Mi sono colpevolmente accorto solo ora che su DeBaser manca la recensione del "miglior disco" (almeno così è definito un po' ovunque) dei Phish, il misconosciuto (in Europa) "Picture of Nectar". A saperlo avrei iniziato la mia carriera di De-recensore con questo. Ma vabbé, ormai è andata. 

Il disco in questione esce nel 1992, ed è il terzo della discografia della jam band americana e forse quello che la rappresenta meglio sotto tutti i punti di vista. Prima di arrivare a questo capolavoro i Phish avevano autoprodotto tre album esclusivamente su cassetta (i primi due non rilasciati ufficialmente negl anni di produzione, ma solo successivamente a notorietà acquisita) ed un solo album del tutto ufficiale, "Lawn Boy", da molti quindi considerato l'effettivo esordio.

Se questo "primo" album, come già bene illustrato in una recensione DeBaseriana, rappresenta già un gran disco dalle forti tinte progressive sposate alla tradizione popolare americana il suo successore incarna meglio ed in tutto e per tutto l'anima dei Phish da lì a seguire: l'album infatti è un concentrato di generi e di stili da rendere quasi impossibile una sua semplice catalogazione ed è anche uno dei pochi dischi in studio di questo gruppo che trasmette la stessa forza e attitudine che hanno lo reso uno dei più quotati a livello live di sempre.

La mancanza di un filo conduttore e il coraggio di inserire in un disco di tendenza squisitamente pop registrato in studio brani molto brevi o molto lunghi (si va dai 40 secondi di "Catapult" agli oltre 8 minuti di "Tweezer") sono sicuramente stati premiati da un risultato eccezionale all'ascolto e all'analisi.

Il disco è trascinante, melodico, ascoltabile e leggero e al contempo è colto, elaborato, tecnico ed interessante sotto qualsivoglia punto di vista lo si voglia osservare. Se la matrice emozionale può sembrare un po' "frivola", incentrata quasi completamente a contenuti allegri, umoristici ed ironici (ed in parte autobiografici), quella tecnica non può attirare che applausi e lodi: di criticabile ci sarebbe solo la sensibile disomogeneità del materiale, ma accusare di ciò una "jam band" sarebbe come accusare l'acqua di essere umida.

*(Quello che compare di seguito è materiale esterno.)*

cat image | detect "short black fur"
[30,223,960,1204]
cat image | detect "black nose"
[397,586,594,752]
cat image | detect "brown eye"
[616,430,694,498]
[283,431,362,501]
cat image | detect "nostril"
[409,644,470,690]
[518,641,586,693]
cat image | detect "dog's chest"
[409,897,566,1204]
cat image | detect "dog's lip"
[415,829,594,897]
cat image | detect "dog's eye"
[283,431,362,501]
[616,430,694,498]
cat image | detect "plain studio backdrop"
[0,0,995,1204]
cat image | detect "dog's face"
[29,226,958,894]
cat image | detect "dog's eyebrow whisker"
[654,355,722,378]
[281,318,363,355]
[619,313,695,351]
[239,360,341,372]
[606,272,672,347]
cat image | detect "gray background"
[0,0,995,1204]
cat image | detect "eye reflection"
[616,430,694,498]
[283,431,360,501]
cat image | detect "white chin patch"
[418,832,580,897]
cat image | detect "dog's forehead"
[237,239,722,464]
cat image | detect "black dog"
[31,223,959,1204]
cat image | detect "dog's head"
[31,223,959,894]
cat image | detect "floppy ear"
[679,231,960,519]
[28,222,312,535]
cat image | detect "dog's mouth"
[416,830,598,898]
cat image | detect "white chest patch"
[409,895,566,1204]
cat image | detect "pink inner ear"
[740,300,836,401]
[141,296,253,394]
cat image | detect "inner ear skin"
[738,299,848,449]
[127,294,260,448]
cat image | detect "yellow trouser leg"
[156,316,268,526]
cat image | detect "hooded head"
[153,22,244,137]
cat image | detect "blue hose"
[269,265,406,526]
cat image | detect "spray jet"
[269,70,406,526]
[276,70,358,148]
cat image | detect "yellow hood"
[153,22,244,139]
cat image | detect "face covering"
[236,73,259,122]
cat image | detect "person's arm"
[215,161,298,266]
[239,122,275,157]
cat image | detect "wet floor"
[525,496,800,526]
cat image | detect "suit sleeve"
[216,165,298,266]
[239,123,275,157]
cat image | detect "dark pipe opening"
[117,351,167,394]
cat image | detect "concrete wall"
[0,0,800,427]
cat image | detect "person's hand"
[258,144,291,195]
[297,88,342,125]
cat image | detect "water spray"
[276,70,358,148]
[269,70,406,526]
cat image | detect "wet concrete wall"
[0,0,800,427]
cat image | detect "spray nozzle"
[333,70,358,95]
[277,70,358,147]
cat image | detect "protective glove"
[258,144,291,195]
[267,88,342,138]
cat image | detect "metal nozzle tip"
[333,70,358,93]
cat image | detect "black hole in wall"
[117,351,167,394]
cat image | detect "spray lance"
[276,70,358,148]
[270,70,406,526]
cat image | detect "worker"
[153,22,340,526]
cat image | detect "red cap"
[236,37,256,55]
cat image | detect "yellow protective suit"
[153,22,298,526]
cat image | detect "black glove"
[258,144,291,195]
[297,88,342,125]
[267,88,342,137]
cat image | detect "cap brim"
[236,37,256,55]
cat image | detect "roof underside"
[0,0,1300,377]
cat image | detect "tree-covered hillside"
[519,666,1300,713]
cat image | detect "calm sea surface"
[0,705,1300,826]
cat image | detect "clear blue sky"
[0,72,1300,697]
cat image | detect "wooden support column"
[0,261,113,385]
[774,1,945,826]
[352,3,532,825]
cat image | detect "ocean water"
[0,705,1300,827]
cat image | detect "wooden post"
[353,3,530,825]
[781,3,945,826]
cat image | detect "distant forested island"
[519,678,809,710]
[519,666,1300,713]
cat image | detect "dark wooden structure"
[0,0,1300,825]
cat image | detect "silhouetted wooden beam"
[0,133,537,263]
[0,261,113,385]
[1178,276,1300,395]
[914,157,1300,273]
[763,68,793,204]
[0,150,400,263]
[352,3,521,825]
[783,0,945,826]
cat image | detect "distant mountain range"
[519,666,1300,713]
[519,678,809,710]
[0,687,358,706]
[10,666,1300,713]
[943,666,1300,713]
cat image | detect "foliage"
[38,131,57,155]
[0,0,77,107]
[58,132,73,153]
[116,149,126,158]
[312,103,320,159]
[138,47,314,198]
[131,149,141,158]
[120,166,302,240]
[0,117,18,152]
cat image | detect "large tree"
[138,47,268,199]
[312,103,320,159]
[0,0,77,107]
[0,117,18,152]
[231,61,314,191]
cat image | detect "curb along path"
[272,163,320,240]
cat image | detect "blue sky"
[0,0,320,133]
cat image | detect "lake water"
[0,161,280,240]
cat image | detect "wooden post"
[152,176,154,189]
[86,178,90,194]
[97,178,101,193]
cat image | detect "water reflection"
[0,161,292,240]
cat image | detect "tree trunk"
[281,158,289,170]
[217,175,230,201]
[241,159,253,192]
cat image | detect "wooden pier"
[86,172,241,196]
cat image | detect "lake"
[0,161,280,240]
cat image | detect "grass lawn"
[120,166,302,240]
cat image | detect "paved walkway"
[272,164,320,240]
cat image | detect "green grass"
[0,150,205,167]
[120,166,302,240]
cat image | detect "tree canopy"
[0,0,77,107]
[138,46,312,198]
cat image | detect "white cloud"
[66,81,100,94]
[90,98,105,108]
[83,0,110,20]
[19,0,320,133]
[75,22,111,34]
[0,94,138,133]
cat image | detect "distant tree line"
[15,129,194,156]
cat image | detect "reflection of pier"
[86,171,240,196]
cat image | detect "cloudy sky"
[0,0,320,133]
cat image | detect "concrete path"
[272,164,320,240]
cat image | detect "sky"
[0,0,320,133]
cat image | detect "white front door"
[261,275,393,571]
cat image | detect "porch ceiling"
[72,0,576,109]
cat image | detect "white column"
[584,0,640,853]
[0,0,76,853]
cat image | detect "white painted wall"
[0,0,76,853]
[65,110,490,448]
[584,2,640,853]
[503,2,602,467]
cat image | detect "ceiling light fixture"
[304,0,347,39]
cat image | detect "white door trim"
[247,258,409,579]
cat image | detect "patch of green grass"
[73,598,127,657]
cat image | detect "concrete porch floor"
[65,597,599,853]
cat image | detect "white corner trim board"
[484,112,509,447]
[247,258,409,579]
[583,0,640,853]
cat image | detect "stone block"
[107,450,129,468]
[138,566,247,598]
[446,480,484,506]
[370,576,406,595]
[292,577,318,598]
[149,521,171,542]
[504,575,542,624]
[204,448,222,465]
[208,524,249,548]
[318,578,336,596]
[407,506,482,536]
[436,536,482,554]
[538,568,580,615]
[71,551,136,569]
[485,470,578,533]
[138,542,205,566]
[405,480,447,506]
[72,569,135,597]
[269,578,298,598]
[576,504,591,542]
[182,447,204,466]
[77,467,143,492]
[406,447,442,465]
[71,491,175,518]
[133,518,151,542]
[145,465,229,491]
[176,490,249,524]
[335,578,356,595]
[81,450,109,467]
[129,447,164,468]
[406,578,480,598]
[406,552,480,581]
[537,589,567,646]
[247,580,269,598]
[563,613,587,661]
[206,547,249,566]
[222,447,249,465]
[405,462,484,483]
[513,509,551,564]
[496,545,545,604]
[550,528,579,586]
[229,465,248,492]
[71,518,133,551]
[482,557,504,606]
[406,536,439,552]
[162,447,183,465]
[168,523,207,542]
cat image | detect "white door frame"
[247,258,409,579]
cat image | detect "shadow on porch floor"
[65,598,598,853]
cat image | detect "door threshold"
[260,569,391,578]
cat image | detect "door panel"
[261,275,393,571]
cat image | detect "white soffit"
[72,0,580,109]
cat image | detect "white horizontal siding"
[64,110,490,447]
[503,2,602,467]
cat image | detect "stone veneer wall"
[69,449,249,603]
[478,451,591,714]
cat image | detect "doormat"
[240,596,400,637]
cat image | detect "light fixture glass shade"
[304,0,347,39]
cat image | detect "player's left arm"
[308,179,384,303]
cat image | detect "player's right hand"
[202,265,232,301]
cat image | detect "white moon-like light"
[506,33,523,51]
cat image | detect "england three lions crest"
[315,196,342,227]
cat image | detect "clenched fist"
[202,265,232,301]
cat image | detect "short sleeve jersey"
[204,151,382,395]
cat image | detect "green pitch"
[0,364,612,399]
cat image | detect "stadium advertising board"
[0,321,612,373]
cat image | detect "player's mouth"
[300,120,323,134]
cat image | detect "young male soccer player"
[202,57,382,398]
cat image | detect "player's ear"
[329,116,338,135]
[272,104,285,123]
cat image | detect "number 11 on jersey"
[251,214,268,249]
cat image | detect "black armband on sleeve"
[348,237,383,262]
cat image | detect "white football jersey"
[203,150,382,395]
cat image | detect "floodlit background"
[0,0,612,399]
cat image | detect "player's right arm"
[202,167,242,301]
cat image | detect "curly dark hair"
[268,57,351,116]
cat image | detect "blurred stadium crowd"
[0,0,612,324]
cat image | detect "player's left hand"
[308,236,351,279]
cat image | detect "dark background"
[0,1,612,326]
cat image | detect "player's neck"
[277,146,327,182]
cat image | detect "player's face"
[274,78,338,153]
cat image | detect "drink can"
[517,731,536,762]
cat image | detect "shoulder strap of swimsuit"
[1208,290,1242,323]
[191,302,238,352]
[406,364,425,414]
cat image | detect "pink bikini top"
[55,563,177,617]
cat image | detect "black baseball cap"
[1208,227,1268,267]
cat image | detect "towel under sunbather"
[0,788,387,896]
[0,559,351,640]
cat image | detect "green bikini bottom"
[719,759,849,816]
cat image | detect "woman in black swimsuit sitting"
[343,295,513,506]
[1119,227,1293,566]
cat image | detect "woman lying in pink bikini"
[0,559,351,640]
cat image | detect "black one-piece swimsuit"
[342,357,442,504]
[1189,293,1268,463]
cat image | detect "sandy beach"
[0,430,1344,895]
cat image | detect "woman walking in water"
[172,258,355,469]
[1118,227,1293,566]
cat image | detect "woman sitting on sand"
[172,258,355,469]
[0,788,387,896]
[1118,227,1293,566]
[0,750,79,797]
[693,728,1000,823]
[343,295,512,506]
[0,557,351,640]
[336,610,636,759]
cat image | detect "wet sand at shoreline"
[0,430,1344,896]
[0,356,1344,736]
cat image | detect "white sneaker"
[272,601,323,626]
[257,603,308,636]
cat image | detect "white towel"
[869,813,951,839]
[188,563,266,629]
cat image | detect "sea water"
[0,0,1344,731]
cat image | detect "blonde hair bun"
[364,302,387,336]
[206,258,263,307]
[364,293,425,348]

I brani del disco sono tutti notevoli e allo stesso modo non si nota la presenza di riempitivi: si parte dall'aggressiva "Llama", dalle sonorità hard rock applicate ad un brano fra il bluegrass e il country per proseguire con una serie di pezzi memorabili, molti dei quali a distanza di 18 anni e una decina di album ancora compongono il clou dei concerti dei Phish.

Da segnalare sono assolutamente "Cavern", "Guelah Papyrus", "Stash" e "Chalk Dust Torture", tutti e quattro brani veloci e movimentati che alternano southern rock, country, funk, ritmi sudamericani e divagazioni psichedelico-progressive; allo stesso modo non sono trascurabili "Eliza", bell'esercizio jazzy-pop, "Glide" e "Poor Heart", rivisitazioni ironiche rispettivamente dei gruppi vocali popolari statunitensi (alla "I Re Acuti" di simpsoniana memoria, per intenderci) e del country meno pretenzioso.

Le perle però sono sicuramente "Tweezer" e "Tweezer Reprise", due furibonde rock jam da far impallidire qualsiasi altro gruppo rock degli ultimi 20 anni per ispirazione, capacità tecniche esecutive e compositive e soprattutto per capacità di trascinare e non annoiare per neanche 10 secondi degli oltre 11 minuti di durata totale delle due tracce, base da qui in avanti di praticamente tutti i live del gruppo di Anastasio & C. con esecuzioni spesso superiori ai 20 minuti ad indicare che la durata in studio non è assolutamente fine a se stessa, ma anzi è ben compressa e strutturata.

Prima di terminare un accenno alla produzione: la registrazione è buona, i suoni sono tutti ben riconoscibili e dinamici, con sonorità molto sature a richiamare gli anni '70, soprattutto nel suono della chitarra, a volte un po' troppo preponderante sul resto della strumentazione, che meriterebbe di più per il livello eccelso dei componenti del gruppo. Soprattutto la sezione ritmica potrebbe essere più "pompata" a volte, almeno per i miei gusti. Per quanto riguarda la copertina la raffigurazione è quella di un'arancia (o comunque una buccia d'agrume che molto gli simoglia) con i colori estremamente saturati. Perfettamente abbinata alla musica "fresca", "lisergica" e "solare", ma non dolce e melliflua, del gruppo.